Yaşım 57. 35 yılı aşkındır bu işlerin içindeyim. Ülkemiz gibi "Gelişmekte" olan Türk futbolu bir türlü gelişemedi! Dünyanın sayılı ligleri arasına giremedi.

Bakmayın siz bizim üç büyüklerin birbirleriyle oynayacakları zaman gazetelerde atılan "Dünya derbisi" laflarına... Çünkü bu maçlar Edirne'den öteye kimsenin ilgisini çekmedi.

Diyeceksiniz ki; neden?

Bunun bir sürü nedeni var. Bence en önemlisi bizde futbolun sadece saha içinde değil, saha dışında da oynanması.

Saha dışında derken bunu sadece maç satma, alma olarak değerlendirmeyin. 

Bizdeki kulüp yöneticisi sürekli konuşarak yapar bu işi. 

Takımın maç kaybetti mi; bas bas bağıracaksın!

Hakem takımının aleyhine hatalı bir karar verdi mi; adamı yerin dibine sokacaksın!

Zirve yarışından takımın kopuyor mu; artık Allah ne verdiyse herkese sallayacaksın!

Gerekirse sahaya inip, adam bile kovalayacaksın!

Ve en önemlisi şu lafı mutlaka edeceksin: "Bizim takıma operasyon yapılıyor!"

Bunları yapmazsan kulüp yöneticisi olamazsın! Olsan da başarılı sayılmazsın!

1980'li yıllarda ve 90'lı yılların başında bol bol teşvik primi dedikoduları çıkardı. Hatta sadece dedikodu değil, verildiği de olurdu.

Şampiyonluğa giden iki takımdan birinin diğerinin rakiplerine "Galibiyet" ya da "Beraberlik" dağıtması gibi...

Sonraki yıllarda da bu gelenek (!) devam etti.

Rakip kaleciye "Gol yesin", rakip santrfora "Bize gol atmasın", savunma oyuncusuna "Topu ayağının altından kaçırsın da bizim santrfora gelsin" diye para dağıtanlar da oldu elbette.
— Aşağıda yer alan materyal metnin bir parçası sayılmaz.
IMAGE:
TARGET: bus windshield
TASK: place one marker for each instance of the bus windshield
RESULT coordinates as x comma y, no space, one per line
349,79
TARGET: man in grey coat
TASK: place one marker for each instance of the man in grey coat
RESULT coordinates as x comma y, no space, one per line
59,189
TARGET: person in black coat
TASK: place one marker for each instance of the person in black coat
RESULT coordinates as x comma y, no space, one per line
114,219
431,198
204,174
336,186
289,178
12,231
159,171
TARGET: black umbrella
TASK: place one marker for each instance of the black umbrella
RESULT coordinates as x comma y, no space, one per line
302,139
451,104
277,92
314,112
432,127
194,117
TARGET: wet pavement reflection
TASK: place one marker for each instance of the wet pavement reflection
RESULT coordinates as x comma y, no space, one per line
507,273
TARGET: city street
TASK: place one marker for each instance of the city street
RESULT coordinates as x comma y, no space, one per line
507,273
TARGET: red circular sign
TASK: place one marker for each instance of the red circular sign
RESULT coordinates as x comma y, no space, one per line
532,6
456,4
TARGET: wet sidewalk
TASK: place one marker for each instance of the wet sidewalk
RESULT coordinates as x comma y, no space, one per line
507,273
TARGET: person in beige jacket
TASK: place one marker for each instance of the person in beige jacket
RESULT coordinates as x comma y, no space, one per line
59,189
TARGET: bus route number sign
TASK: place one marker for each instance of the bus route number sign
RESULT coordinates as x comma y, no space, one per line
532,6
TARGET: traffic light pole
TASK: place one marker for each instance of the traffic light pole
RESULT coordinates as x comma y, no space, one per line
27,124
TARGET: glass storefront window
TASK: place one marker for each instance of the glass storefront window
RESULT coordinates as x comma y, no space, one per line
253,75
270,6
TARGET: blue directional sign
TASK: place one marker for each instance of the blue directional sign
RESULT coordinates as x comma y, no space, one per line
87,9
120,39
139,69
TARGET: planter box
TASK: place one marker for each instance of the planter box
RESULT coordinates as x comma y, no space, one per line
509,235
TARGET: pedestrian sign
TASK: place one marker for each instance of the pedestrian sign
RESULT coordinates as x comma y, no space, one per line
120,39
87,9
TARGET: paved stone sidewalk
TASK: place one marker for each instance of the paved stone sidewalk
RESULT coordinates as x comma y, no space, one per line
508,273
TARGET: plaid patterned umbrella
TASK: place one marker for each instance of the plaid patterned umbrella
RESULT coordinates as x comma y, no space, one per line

Ama bunların olmadığı yıllar da oldu.

İster olsun, ister olmasın... Takımı kaybeden her başkan ya da yönetici hep aynı söze sarıldı:

"Bize operasyon yapılıyor!"

Senin takımın 8-10 puan geriden gelip de şampiyon olursa bir şey yok.

Ama diğer takım geriden gelip de şampiyon olursa laf çok!

Üstelik her kulübün taraftarlarının arasında da bunlara inanan da az değil.

Bir örnek vereyim. Lig Tv'de (Şimdiki Beinsports) çalıştığım zamanlar... Şansal Büyüka ile Erman Toroğlu'nun çıktıkları Maraton programı sırasında telefonlar durmazdı:

- Kardeşim bu nasıl yayın! Siz Fenerbahçelisiniz!

- Bu ne rezillik! Açık açık Galatasaray'ı tutuyorsunuz!

- Kepazesiniz; neden Beşiktaş'ı kolluyorsunuz!

- Trabzonspor'dan çıkarınız mı var?

Daha bunun gibi telefonlar hem de aynı program sırasında gelir, aynı anda programda 4 kulübün de tutulduğunu söylerdi ayrı ayrı izleyiciler.

Neyse... İnanana değil, inandırana bakalım.

Operasyon da operasyon diyen yöneticilerin yaptıkları çok mu doğru sanki?

- Kulüplerine milyonlarca eurolar harcatırlar, doğru dürüs transfer yapamazlar!

- Neredeyse bastonla gezecek yaşa gelmiş Avrupa'nın veteranlarını takımlarına doldururlar!

- Bakkala, manava, kasaba bile borç takarlar, gırtlaklarına kadar kulüpleri borca batırırlar!

- Doğru dürüst takım kuramazlar, teknik direktör seçemezler. 

- Ondan sonra bize operasyon çekiliyor, derler.

Bizim kulüp yöneticileri "Kulüp nasıl yönetilmemeli" dersi için tez konusu bile olabilirler.

Futbolumuzun gelişmiş ülkeler sıralamasına girememesinin en büyük nedeni bizim bu yöneticiler işte... 

Asıl futbolumuza operasyon çekenler kendileri. 

Böyle de devam edecek gibi ne yazık ki!